Generative Adversarial Networks (GANs) from basics to advanced

In this Generative Adversarial Networks (GANs) series, we will understand from the basic vanilla GANs to the advanced GANs such as CycleGAN, StackGAN, and more. Before diving in and understanding about Generative Adversarial Networks (GANs), first, let us understand the difference between the discriminative and generative models.

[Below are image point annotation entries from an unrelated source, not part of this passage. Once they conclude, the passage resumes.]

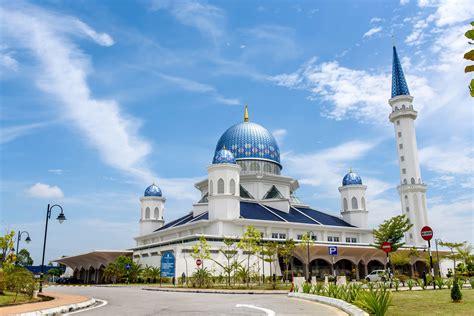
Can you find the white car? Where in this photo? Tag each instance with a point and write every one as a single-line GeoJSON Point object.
{"type": "Point", "coordinates": [377, 275]}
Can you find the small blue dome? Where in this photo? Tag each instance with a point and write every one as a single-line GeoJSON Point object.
{"type": "Point", "coordinates": [153, 190]}
{"type": "Point", "coordinates": [249, 140]}
{"type": "Point", "coordinates": [351, 178]}
{"type": "Point", "coordinates": [224, 156]}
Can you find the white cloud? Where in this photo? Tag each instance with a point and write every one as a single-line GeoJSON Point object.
{"type": "Point", "coordinates": [8, 134]}
{"type": "Point", "coordinates": [372, 31]}
{"type": "Point", "coordinates": [279, 135]}
{"type": "Point", "coordinates": [63, 74]}
{"type": "Point", "coordinates": [354, 93]}
{"type": "Point", "coordinates": [209, 20]}
{"type": "Point", "coordinates": [8, 62]}
{"type": "Point", "coordinates": [43, 191]}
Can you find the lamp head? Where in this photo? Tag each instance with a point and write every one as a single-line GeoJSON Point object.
{"type": "Point", "coordinates": [61, 218]}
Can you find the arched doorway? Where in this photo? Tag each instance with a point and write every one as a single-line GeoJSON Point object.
{"type": "Point", "coordinates": [361, 267]}
{"type": "Point", "coordinates": [346, 268]}
{"type": "Point", "coordinates": [374, 265]}
{"type": "Point", "coordinates": [320, 268]}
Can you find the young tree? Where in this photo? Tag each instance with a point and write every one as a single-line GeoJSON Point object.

Differences between discriminative and generative models

Given some data points, the discriminative model learns to classify the data points into their respective classes by learning the decision boundary that separates the classes in an optimal way. The generative models can also classify given data points, but instead of learning the decision boundary, they learn the characteristics of each of the classes. For instance, let’s consider the image classification task for predicting whether a given image is an apple or an orange. As shown in the following figure, to classify between apple and orange, the discriminative model learns the optimal decision boundary that separates the apples and oranges classes, while generative models learn their distribution by learning the characteristics of the apple and orange classes:

Generative adversarial networks - from basics to advanced
Generative adversarial networks – from basics to advanced

To put it simply, discriminative models learn to find the decision boundary that separates the classes in an optimal way, while the generative models learn about the characteristics of each class.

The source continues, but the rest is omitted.